Considering the first verse of the Bible, telling us that in the beginning God created everything, what should be our life motto? Solomon might suggest ‘Fear God’, since he tells us that the Fear of God is the beginning of wisdom.

“The fear of the Lord is the beginning of wisdom, and knowledge of the Holy One is understanding.” Proverbs 9:10

“Let us hear the conclusion of the whole matter: Fear God, and keep his commandments: for this is the whole duty of man.” Ecclesiastes 12:13.

“And now, O Israel, what does the Lord your God ask of you but to fear the Lord your God by walking in all His ways, to love Him, to serve the Lord your God with all your heart and with all your soul” Deuteronomy 10:12.

The first verse of the Bible sets us up to be totally committed to the amazing God who created us. It shows us as God’s creation, effectively God’s children. If we only had that one verse as our knowledge of God it would still tell us to recognise God’s primary place in each of our lives, and imply out accountability to Him, since He made us and owns us.

Just that one verse should teach us to live our lives in the fear of God, fully respecting Him for His primary place in our lives and our world.

However, we know that the world we live in is a far cry from the perfect creative work of God. Hatred and death, selfishness and unhappiness testify that something is terribly wrong with our world and our own lives. We are not living in peace, joy and freedom, but with all kinds of frustrations and struggles. The world is full of terrible things and horrible things happen to people.

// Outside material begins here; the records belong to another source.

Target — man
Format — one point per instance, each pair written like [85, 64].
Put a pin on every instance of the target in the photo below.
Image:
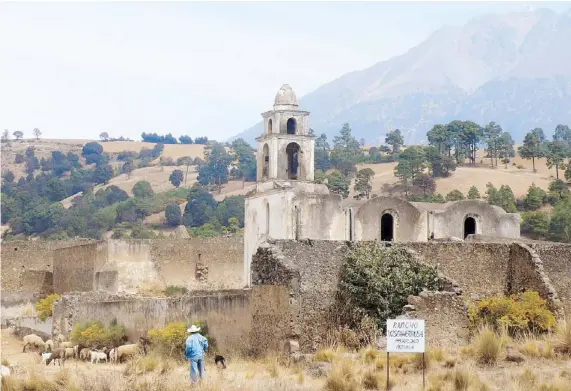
[195, 346]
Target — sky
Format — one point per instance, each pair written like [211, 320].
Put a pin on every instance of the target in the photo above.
[75, 70]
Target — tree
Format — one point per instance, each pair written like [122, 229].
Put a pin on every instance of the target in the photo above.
[322, 151]
[185, 139]
[173, 215]
[363, 184]
[455, 195]
[492, 134]
[338, 183]
[143, 189]
[556, 152]
[395, 140]
[534, 198]
[176, 178]
[532, 147]
[246, 158]
[346, 151]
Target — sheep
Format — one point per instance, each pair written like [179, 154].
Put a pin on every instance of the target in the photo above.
[45, 357]
[125, 351]
[69, 353]
[97, 356]
[85, 354]
[57, 354]
[33, 340]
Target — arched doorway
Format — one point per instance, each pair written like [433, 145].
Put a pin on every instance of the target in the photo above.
[266, 162]
[387, 227]
[469, 226]
[292, 152]
[291, 126]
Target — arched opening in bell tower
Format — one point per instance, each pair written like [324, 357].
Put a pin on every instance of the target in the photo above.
[291, 126]
[266, 161]
[292, 152]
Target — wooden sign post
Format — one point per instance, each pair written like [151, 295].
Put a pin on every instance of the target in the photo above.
[406, 336]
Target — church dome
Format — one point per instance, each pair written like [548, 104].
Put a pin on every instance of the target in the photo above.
[286, 96]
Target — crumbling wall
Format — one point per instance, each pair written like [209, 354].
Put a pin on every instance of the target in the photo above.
[227, 313]
[19, 257]
[556, 260]
[480, 269]
[445, 315]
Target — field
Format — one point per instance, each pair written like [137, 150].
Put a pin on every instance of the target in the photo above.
[332, 369]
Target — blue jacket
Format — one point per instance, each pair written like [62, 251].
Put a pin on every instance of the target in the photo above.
[195, 346]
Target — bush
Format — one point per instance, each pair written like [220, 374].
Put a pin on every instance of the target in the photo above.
[376, 281]
[94, 334]
[45, 306]
[525, 312]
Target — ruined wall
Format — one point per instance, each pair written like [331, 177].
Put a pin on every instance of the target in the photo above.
[556, 260]
[445, 315]
[19, 257]
[74, 268]
[227, 313]
[480, 269]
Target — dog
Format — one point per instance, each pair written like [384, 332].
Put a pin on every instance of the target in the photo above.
[220, 362]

We know that the horrible existence this world offers is not what God would have created and wanted. We know sin has separated us from God.

So that’s where the last verse in the Bible comes in. We are God’s children from the beginning as God’s creation, but something has gone terribly wrong.

Now the price has been paid to restore us as God’s children. It was paid by Jesus Christ, who was God in human form, where God, Himself, actually paid the price so we could be restored to Him.

That comes to us as pure grace, completely undeserved. It is the ‘grace of our Lord Jesus Christ’. It is open to all. God has provided complete forgiveness and restoration to all mankind. Through Christ all that was created is restored, but now at a much deeper level, where God’s love has been poured out on undeserving mankind, and we are adopted into God’s family, born again into God’s family, for eternity.

By faith in Christ we are freed from satan, sin and death. Our mortal life is already booked in for resurrection, where we are clothed with immortality and enjoy eternity in heaven with God, as one of His children.

All that satan did, and that sin damaged, and that death tries to lock away from us, is overturned in Christ. All of human history, including kingdoms and philosophies, rebellions, achievements, dynasties and everything else, is of no consequence when measured against God’s creation at the beginning and Christ’s redemptive work and the resultant grace that takes us into eternity.

Anyone who has any sense for their own importance is swept away in the reality given to us in just two verses. And those two verses summarise the whole of human history, from the beginning to the end of eternity (if there is such a thing as an ‘end’ to eternity).

All that is described between Genesis 1:1 and Revelation 22:21 simply fleshes out the realities clearly given to us in those two verses.

I don’t suggest you limit your Bible reading to just those two verses, but you might be blessed to simply stop and meditate on what I have reflected here and what else there might be to uncover in just those two pivotal verses – The Two-Verse Bible.